The team at Morgan Stanley long term and short term lines, looking at recent waves as well:

Here is their view, courtesy of eFXnews:

Morgan Stanley picks EUR/USD as its FX chart of the week where MS is bearish on the pair and is looking to sell. MS gives some insights on the levels at which traders should sell the pair and place their stops.

On the 10-year EUR/USD chart:

“Breaking below 1.28 in recent months meant that EURUSD broke a trend line formed since 2001, providing a stronger bearish signal (chart). EURUSD is currently in a C-wave beginning from a peak of 1.3993 in May. We expect EURUSD to trade below the A-wave bottom at 1.2043,” MS projects.

10 year EURUSD chart December 2014 towards the ECB

On the 2-year EUR/USD chart:

“EURUSD has come under selling pressure after breaking out of the triangle in May and has since fallen from a peak of 1.3993. An impulsive downwards sequence has formed and is currently in the (5)th wave which is nearing completion. Crossing below 1.2250 breaks the bottom end of a long-term trend channel, supporting the bearish view,” MS argues.

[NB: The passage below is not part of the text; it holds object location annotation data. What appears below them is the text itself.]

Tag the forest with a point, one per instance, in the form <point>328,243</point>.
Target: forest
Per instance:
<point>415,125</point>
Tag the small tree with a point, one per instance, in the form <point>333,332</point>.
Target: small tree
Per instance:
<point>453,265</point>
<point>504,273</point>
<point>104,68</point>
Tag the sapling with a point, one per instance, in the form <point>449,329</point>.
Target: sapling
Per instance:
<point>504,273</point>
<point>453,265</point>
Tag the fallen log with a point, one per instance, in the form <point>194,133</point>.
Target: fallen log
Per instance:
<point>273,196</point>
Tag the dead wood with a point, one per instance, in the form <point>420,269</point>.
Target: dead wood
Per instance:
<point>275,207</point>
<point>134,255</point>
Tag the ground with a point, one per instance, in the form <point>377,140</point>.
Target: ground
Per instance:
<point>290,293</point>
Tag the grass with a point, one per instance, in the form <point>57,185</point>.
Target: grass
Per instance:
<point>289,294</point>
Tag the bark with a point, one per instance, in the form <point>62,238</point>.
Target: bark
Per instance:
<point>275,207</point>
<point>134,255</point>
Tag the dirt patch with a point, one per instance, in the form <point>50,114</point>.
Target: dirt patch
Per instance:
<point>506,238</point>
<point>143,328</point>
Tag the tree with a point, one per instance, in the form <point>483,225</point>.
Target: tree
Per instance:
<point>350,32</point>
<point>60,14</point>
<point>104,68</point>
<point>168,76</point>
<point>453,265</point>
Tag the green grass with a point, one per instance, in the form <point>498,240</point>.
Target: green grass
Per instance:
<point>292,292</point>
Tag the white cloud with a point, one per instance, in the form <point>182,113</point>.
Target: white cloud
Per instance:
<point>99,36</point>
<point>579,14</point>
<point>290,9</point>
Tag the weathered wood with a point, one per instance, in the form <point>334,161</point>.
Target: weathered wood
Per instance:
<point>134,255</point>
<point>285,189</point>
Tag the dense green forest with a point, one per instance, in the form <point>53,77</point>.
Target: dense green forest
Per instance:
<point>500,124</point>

2 year EURUSD grapht December 2014 towards the ECB

On the 90-day EUR/USD chart:

The sub-count in the (5)th wave is incomplete giving a bearish signal. We would sell around current levels and put a stop around 1.27. If the subcount of iii is correct then EURUSD would not extend beyond the 1.26 high. However, if a new high is made then we would expect EURUSD gains to remain limited towards the 1.27 area, where we would sell,” MS advises.